Robert realized that the Order could only flourish with papal support. During one his visits to France and Italy he negotiated with Pope Innocent II, with as result that the pope issued the bull Omne datum optimum; "Every perfect gift" (29 March 1139). The contents of  the bull consisted of the following points:

1. Promised all spoils from Muslim conquest to the Order,

2.,Allowed the Order to build churches, cemeteries, and houses

3. Permitted a chaplain in every Knight Templar house. 

4. Leaders of the Order could expel unworthy members.  

5. Allowed chapels for members and burials

6. Forbid the election of an outsider as Master of the Order

7. No homage or tithes were to be extracted from the Order.

8. The creation of a group of chaplain brothers for the Order. They could hear confessions andgiving absolution to all members of the Orders.                    

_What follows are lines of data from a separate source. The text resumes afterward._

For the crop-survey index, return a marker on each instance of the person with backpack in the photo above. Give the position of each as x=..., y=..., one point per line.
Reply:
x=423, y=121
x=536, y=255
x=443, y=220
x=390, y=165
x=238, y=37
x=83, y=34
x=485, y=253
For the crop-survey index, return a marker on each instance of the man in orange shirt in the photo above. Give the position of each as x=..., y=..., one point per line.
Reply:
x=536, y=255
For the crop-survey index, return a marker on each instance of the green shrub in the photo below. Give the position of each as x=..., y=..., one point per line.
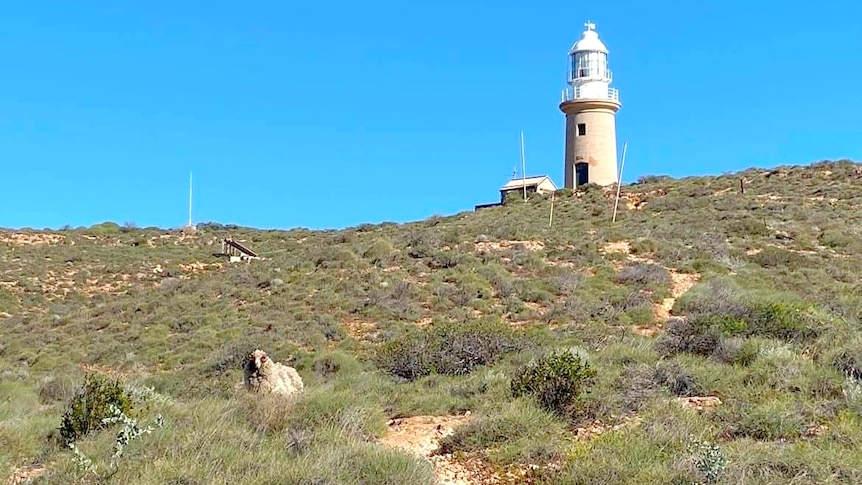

The Omne datum optimum was followed by Pope Celestine II’s Milites Templi ("Soldiers of the Temple" ) It ordered the clergy to protect the Kinght Templars and encouraged the faithful to contribute to their cause. It allowed the Templars to make their own collections once a year,

in 1145 followed by Pope Eugene III’s Militia Dei (“soldiers of God”). This one consolidated the Knight Templars  independence from local clerical hierarchies by giving the Order the right to take tithes and burial fees and to bury their dead in their own cemeteries. The Knights were allowed to travel freely through Europe. Pope Eugenius III also gave the knight Templars the right to wear a red cross on their tunics. These bulls 3 together gave the Templars an extraordinary range of rights and privileges. They were the foundation for the orders future  wealth and success.                                                                                                                 

Robert de Craon was Grandmaster till his death on January 13, 1149, and he was succeeded by Everard des Barres.